Few foreigners among Iraq detainees

US officials have admitted that foreign fighters account for less than two per cent of those being held by US-led occupation forces in Iraq.

Many Iraqis have been held for months by US-led forces

With only 90 of the more than 5700 people in custody considered of foreign origin, the admission suggests the Bush administration may have exaggerated the role of outside fighters in stoking the Iraqi resistance.

The Bush administration has insisted all along that foreign fighters are playing a key role in Iraq, led in part by the Jordanian-born Abu Musab al-Zarqawi.

Of the foreign captives being held in Iraq, about half are from Syria; others are from Arab countries including Egypt, Iran, Jordan, Yemen and Saudi Arabia, US defence officials said.

US propaganda

The Bush administration has repeatedly accused both Syria and Iran of giving support to the resistance to occupation by making it easy for foreign fighters to cross their borders with Iraq.

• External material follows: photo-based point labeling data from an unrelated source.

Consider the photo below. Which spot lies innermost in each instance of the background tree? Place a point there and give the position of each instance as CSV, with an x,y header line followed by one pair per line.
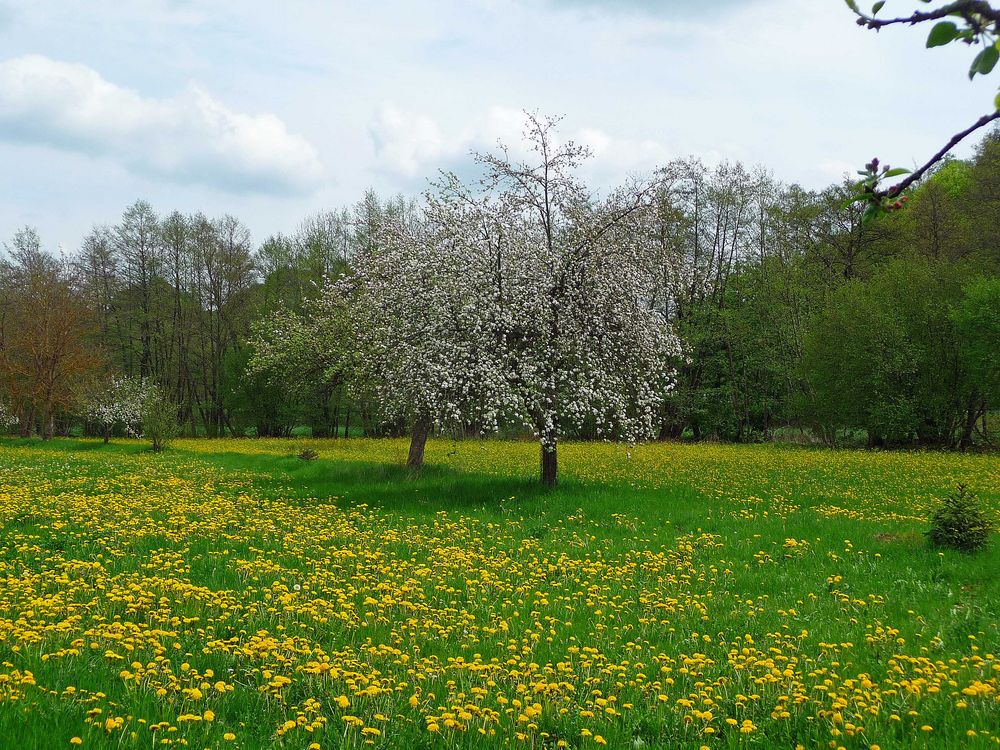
x,y
45,351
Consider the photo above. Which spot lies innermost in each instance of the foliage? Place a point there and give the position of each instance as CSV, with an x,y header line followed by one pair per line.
x,y
960,523
117,403
977,322
883,355
159,418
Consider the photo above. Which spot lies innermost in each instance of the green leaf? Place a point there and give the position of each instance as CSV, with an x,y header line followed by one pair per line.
x,y
985,61
942,33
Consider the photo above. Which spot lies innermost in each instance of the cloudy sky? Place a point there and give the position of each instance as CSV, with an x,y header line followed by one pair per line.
x,y
271,111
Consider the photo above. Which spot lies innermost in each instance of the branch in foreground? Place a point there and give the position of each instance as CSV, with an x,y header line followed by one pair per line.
x,y
899,187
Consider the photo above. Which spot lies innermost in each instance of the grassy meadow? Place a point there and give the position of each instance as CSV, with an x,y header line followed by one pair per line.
x,y
226,594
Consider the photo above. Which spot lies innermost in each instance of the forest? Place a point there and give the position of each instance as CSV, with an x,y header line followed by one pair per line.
x,y
750,310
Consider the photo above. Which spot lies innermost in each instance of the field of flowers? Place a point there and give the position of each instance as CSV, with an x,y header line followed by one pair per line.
x,y
225,594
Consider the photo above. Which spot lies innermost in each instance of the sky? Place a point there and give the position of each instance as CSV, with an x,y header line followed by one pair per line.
x,y
274,111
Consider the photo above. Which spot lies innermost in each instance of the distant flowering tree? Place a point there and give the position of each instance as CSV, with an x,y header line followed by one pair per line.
x,y
119,403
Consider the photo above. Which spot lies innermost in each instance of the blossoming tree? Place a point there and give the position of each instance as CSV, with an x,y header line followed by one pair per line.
x,y
118,403
574,282
427,334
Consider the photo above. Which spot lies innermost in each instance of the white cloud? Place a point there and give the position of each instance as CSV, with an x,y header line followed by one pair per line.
x,y
189,138
414,145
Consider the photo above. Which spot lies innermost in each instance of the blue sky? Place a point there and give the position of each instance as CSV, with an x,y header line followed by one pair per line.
x,y
272,111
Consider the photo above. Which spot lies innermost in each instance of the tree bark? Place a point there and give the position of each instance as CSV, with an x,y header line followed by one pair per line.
x,y
549,464
418,441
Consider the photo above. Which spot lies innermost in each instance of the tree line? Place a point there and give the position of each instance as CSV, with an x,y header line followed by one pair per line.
x,y
706,302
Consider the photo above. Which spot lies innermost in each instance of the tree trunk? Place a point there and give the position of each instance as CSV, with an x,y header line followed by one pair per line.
x,y
549,464
48,424
418,440
972,416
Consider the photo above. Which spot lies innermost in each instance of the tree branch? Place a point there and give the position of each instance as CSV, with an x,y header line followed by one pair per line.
x,y
898,188
965,8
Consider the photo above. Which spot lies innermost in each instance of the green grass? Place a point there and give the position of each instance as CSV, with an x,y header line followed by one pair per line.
x,y
669,561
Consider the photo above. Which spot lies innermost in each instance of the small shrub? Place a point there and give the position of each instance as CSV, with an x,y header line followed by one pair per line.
x,y
960,523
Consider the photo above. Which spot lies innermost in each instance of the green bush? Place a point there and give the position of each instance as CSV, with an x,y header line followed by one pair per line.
x,y
960,523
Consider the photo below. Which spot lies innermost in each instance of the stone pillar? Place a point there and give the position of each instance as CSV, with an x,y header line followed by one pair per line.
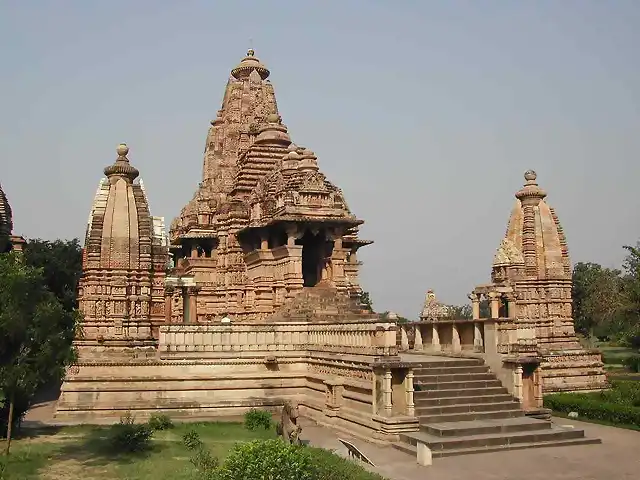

But despite the small number of foreign fighters in custody, one senior defence official insisted that foreigners were involved in organising and financing attacks against US-led forces in Iraq.

“I think these people give backbone, a ruthless drive, to the insurgency,” he said. “They recruit. They organise. They finance.”

But analyst Anthony Cordesman of the Centre for Strategic and International Studies in Washington said: “The overwhelming mass of those involved in the insurgency are Iraqi nationals who are simply opposed to the US invasion and foreign occupation.”